HUNTSVILLE, Texas (AP) Attorneys asked the U.S. Supreme Court to block the scheduled Wednesday evening execution of a Texas woman convicted of the starvation and torture death of her girlfriend's 9-year-old son a decade ago.
Lisa Coleman, 38, would be the ninth convicted killer and second woman to receive lethal injection in Texas this year. Nationally, she would be only the 15th woman executed since the Supreme Court in 1976 allowed the death penalty to resume. During that same time, nearly 1,400 men have been executed.
Coleman was condemned for the death of Davontae Williams, whose emaciated body was found in July 2004 at the apartment Coleman shared with his mother, Marcella Williams.
Paramedics who found him dead said they were shocked to learn his age. He weighed 36 pounds, about half that of a normal 9-year-old. He had more than 250 injuries, including ligature marks to his arms, hands, feet and genitals, burns from cigarettes or cigars, and that his growth had stopped because of a lack of food.
'There was not an inch on his body that not been bruised or scarred or injured,' said Dixie Bersano, one of Coleman's trial prosecutors.
After a jury in 2006 convicted and sent Coleman to death row, Williams took a plea bargain and accepted a life prison sentence. Now 33, she's not eligible for parole until 2044.
Coleman's lawyer, John Stickels, argued to the high court that while the child's hands were tied with clothesline at various times, it was 'mostly a misguided means of discipline' used by both women. The aggravated factor of kidnapping, which made the charge against Coleman a capital murder case, was incorrect, making the jury's conviction on that charge also incorrect, Stickels contended.

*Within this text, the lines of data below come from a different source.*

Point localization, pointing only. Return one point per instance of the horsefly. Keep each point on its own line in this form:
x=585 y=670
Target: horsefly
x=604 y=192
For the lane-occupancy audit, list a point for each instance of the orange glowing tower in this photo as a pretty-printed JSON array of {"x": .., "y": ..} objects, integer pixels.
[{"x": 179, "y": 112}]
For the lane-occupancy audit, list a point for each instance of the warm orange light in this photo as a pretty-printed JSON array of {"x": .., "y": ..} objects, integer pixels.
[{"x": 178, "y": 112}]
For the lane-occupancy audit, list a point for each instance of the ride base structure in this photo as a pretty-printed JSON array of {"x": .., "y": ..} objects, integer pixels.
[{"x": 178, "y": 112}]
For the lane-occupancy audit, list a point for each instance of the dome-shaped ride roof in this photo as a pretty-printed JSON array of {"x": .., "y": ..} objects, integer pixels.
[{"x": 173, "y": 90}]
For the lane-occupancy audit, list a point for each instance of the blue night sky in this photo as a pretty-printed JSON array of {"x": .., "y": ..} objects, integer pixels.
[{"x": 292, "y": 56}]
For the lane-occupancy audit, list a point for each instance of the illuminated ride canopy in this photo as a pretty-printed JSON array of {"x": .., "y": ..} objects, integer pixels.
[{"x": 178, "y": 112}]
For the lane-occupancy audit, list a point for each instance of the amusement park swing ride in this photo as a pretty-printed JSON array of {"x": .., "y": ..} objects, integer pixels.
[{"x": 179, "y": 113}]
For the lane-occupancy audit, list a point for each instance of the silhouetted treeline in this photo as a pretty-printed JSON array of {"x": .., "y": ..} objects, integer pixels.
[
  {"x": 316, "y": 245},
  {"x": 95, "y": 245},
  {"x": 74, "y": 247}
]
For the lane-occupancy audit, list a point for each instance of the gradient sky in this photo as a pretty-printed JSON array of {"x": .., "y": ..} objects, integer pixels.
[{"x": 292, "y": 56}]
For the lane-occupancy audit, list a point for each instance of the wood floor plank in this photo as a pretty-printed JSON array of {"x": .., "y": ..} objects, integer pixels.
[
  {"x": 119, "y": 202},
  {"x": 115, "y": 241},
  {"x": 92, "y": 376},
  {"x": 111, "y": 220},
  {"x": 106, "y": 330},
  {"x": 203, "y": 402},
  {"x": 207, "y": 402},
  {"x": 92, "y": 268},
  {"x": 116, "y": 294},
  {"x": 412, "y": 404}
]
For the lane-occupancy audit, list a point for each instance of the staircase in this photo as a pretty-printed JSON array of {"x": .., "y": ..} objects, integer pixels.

'The position of Lisa Coleman is that she is not guilty of a capital crime as required by Texas law and should not be executed,' he told the justices.
He also contended Coleman's trial lawyers were ineffective for not contesting the kidnap element and that lower appeals courts were wrong for rejecting the claim.
'She raises no new claims,' Jefferson Clendenin, an assistant Texas attorney general, told the justices. 'In short, Coleman's arguments do not have any merit, and there are no grounds for this court to revisit its adjudication of Coleman's claims.'
At her trial, Coleman's lawyers said the boy's death at the apartment was an accident. They said he may have had mental health issues that made him difficult to handle and Coleman and Williams didn't know how to deal with him in a positive manner.
Evidence showed child welfare officials repeatedly investigated the couple, and in 1999 removed Davontae and a younger sister and placed them in foster care after finding Coleman abused them. The children were returned in 2001 but authorities would lose track the family because Williams kept moving to evade them, fearing the children would be taken away again.
One of Williams' two daughters, then 6, testified at Coleman's trial she'd been spanked with a belt, a hanger and an extension cord, and told of Coleman tying up her brother with an extension cord. DNA evidence also suggested Coleman struck the boy with a golf club.